The Sox haven’t won a World Series in 88 years, so a 14-inning game Tuesday night wasn’t going to faze them.
So after overcoming a four-run deficit off Houston workhorse Roy Oswalt and then blowing a save opportunity for the second consecutive game, the Sox moved to within one game of their first world championship since 1917 in the zaniest manner.
Geoff Blum, in his first Series at-bat, hit a home run off reliever Ezequiel Astacio with two out in the 14th inning to vault the Sox a 7-5 victory before a stunned sellout crowd of 42,848 fans at Minute Maid Park.
(Part’s of this, was quoted from the Chicago Tribune)
The Sox, with a 3-0 lead in this best-of-seven Series and a seven-game winning streak, can wrap up the Series as soon as Wednesday night. All 21 teams who had a 3-0 lead in the Series have won the championship, including 18 in four games.
The Sox won in a Series record five hours, 41 minutes. The 14-inning game tied the longest in Series history, as Boston and Brooklyn played 14 innings in Game 2 of the 1916 Series. The 17 pitchers used by the Sox and Houston set a Series record, and the nine used by the Sox also set a Series record. A record 43 players were used.
Blum became the 30th player in Series history to hit a homer in his first Series at-bat.
Blum, who was acquired in a July 31 deadline deal with San Diego, had hit only one home run in 95 regular-season at-bats with the Sox and had batted only once in the post-season before lining a 2-0 pitch over the right field fence.
“It’s been a blessing and an interesting year,” Blum said. “I had about 100 of these at-bats in my backyard with my brother.”
The Sox added an insurance run as Chris Widger, who entered the game in the ninth as part of a double switch, drew a bases-loaded walk.
The 14th inning rally snapped a streak of eight scoreless innings by the Sox’s offense. Blum’s heroics simply mirrored the Sox’s resourcefulness after coming within four outs of winning the game in the regulation nine innings.
They needed to use eight pitchers, because Cliff Politte and Neal Cotts walked consecutive batters. Dustin Hermanson, pitching for the first time since Sept. 30, allowed a game-tying double.

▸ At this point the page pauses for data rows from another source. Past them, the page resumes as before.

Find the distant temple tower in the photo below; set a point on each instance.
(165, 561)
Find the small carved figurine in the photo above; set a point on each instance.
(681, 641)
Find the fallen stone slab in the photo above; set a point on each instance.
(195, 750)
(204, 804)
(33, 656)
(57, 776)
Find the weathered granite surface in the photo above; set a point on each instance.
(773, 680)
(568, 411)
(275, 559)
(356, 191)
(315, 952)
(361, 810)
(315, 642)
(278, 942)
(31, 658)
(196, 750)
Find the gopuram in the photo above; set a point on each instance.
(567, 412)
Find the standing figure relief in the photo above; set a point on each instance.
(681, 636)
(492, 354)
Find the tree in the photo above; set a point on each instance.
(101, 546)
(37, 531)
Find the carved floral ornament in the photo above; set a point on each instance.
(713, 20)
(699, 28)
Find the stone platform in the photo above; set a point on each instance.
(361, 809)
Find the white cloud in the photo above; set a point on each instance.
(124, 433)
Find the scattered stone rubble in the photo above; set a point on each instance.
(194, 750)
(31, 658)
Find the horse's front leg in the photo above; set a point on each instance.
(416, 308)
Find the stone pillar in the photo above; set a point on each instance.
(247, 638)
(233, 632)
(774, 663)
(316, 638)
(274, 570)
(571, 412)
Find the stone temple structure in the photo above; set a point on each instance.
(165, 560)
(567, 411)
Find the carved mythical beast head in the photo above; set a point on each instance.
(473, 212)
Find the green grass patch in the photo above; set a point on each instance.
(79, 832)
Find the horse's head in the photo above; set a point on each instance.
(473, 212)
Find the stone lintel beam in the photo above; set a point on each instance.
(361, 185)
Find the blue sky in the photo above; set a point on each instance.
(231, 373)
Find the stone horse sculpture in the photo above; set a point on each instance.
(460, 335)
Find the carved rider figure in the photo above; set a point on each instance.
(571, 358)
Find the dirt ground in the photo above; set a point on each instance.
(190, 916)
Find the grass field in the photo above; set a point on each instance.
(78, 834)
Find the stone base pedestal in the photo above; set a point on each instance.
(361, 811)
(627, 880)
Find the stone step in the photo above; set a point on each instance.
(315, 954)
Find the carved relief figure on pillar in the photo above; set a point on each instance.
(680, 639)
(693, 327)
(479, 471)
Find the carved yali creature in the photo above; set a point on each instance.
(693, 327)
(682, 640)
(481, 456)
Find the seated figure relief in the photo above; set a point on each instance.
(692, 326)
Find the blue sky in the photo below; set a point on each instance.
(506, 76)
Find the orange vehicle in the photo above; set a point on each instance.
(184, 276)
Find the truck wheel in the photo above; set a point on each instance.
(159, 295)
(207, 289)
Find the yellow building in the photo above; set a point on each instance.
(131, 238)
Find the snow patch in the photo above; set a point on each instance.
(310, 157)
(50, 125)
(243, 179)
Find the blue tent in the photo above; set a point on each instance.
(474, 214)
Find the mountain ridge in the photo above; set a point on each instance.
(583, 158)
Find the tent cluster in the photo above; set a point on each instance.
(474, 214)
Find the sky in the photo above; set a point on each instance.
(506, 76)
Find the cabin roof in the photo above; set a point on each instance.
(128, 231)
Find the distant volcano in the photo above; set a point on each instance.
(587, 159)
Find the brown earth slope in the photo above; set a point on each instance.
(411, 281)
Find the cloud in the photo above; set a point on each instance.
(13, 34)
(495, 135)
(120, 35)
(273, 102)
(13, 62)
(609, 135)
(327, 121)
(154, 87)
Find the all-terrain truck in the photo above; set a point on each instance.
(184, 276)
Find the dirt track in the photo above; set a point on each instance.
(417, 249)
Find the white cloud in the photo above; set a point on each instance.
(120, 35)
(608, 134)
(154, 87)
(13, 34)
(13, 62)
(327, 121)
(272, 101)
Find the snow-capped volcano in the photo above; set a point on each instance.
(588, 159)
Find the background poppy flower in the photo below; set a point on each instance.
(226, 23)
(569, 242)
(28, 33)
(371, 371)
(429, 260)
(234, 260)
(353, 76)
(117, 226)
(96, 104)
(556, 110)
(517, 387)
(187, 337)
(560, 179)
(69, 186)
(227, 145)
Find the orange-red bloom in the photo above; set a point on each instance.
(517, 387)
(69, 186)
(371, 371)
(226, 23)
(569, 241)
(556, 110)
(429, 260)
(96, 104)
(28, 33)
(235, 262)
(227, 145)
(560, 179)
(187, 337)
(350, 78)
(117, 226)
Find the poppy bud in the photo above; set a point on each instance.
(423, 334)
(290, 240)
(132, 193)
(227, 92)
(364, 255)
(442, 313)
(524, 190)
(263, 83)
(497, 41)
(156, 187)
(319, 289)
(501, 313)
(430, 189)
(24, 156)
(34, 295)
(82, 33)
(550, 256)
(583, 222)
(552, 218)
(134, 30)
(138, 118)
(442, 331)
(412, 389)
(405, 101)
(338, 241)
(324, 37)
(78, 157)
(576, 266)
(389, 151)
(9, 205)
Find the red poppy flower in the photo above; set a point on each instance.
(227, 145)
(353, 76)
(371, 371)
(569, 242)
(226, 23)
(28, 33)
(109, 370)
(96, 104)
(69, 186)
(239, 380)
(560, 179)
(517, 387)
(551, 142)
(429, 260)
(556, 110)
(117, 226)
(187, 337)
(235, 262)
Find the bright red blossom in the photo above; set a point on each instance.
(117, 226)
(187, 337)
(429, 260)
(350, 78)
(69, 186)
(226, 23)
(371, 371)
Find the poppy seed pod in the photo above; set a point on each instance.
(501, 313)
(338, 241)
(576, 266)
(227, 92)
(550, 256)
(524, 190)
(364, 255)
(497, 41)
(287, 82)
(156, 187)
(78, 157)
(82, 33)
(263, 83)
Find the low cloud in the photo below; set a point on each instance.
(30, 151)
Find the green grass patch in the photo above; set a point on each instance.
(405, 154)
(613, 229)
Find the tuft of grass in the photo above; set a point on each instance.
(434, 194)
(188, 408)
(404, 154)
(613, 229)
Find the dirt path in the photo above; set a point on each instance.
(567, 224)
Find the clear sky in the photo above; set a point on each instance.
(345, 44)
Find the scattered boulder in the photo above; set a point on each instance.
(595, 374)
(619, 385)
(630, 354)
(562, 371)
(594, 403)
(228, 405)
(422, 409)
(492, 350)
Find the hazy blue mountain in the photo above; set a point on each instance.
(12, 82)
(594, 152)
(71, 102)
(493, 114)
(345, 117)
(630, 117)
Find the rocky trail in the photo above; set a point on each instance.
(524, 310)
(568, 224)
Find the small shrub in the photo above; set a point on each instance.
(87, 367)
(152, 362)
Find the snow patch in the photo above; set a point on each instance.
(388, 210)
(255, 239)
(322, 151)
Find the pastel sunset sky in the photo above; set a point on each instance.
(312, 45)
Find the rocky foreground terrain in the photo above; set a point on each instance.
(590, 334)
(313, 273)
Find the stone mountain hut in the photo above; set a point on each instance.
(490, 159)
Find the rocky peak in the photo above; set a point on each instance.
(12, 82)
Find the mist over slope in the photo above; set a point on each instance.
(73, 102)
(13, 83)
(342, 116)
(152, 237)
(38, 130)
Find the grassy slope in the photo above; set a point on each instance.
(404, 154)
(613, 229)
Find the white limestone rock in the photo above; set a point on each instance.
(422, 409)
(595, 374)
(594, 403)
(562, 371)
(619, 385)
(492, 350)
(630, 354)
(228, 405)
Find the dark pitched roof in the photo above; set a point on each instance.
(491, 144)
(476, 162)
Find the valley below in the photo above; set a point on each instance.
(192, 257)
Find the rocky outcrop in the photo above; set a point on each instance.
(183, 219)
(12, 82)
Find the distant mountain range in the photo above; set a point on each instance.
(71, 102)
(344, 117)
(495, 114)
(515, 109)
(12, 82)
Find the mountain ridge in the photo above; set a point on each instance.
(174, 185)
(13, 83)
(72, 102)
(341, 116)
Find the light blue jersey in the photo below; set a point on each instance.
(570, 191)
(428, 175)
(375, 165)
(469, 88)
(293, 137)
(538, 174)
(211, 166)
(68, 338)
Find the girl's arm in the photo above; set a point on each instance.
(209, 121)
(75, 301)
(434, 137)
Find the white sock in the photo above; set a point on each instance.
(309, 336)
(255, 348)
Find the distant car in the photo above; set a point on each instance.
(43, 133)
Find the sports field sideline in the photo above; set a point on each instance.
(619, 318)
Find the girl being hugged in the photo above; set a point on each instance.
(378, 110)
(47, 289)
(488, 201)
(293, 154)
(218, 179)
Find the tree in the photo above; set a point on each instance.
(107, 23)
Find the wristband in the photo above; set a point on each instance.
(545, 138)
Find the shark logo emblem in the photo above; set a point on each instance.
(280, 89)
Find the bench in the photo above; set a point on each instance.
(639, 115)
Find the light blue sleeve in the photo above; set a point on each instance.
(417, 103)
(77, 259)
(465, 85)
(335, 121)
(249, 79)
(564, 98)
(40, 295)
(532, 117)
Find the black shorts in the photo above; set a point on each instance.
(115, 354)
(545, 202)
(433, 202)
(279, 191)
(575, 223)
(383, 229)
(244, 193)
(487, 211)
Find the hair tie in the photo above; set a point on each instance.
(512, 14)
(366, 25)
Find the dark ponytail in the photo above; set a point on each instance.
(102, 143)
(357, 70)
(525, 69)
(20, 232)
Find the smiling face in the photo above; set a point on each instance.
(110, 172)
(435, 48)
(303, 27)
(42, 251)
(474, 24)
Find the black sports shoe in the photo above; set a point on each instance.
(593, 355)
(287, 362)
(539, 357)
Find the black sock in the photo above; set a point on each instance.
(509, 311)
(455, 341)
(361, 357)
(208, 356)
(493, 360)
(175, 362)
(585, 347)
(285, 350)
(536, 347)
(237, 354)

“(Hermanson) was ready to go,” said manager Ozzie Guillen, who wanted to save closer Bobby Jenks as late as possible until needed him in the 11th and 12th.
Orlando Hernandez had to leave in the 10th because of a sore neck. But the Sox were saved by left-hander Damaso Marte, who was nearly left off the American League Championship Series roster because he walked two batters and allowed a hit in his last post-season appearance at Boston on Oct. 7.
Marte pitched 1 2/3 scoreless innings and provided some stability to a bullpen that allowed eight walks and a hit batsman from the eighth through 11th.
Marte walked two but struck out three to earn the victory.
The Astros were 1-for-9 with runners in scoring position from the seventh through the 11th. Game 2 starter Mark Buehrle, who pitched seven innings on Sunday and had complained of arm and back soreness as recently as Monday, retired Adam Everett on a pop to short with runners at first and third to earn his first professional save since 1999 with Class-A Burlington.
This was Buehrle’s first relief appearance since the 2000 AL Division Series, and he became the first pitcher in Series history to start and earn a save in consecutive games.
“He told me, ‘if you need somebody, I’ll be ready,’ ” Guillen said.
The Sox out-hit the Astros 14-8 but committed three errors.
Freddy Garcia, who won the AL Central-clinching game, was the winning pitcher in the ALDS and pitched a complete-game victory over the Los Angeles Angels on Oct. 16, will start Wednesday night for the Sox.
The Sox displayed their resiliency in the fifth off Oswalt, who had allowed only two runs on 10 hits in his previous 18 innings. Joe Crede fueled the rally with a leadoff home run, his second of the Series.
A.J. Pierzynski capped the rally with a two-run double off the center field hill.
Later in the inning, the Sox’s Carl Everett and Houston manager Phil Garner were engaged in a shouting match from their dugouts.
Home plate umpire Jerry Layne issued separate warnings to the involved parties, and Oswalt finally got out off the jam when he induced Uribe to fly to right on his 100th pitch.
Jon Garland survived a 4-0 deficit with a degree of controversy. Jason Lane hit a drive off the wall in left center that second base umpire Jerry Cederstrom ruled was a homer.
But television replays indicated the ball struck inside the yellow line and should have been ruled in play.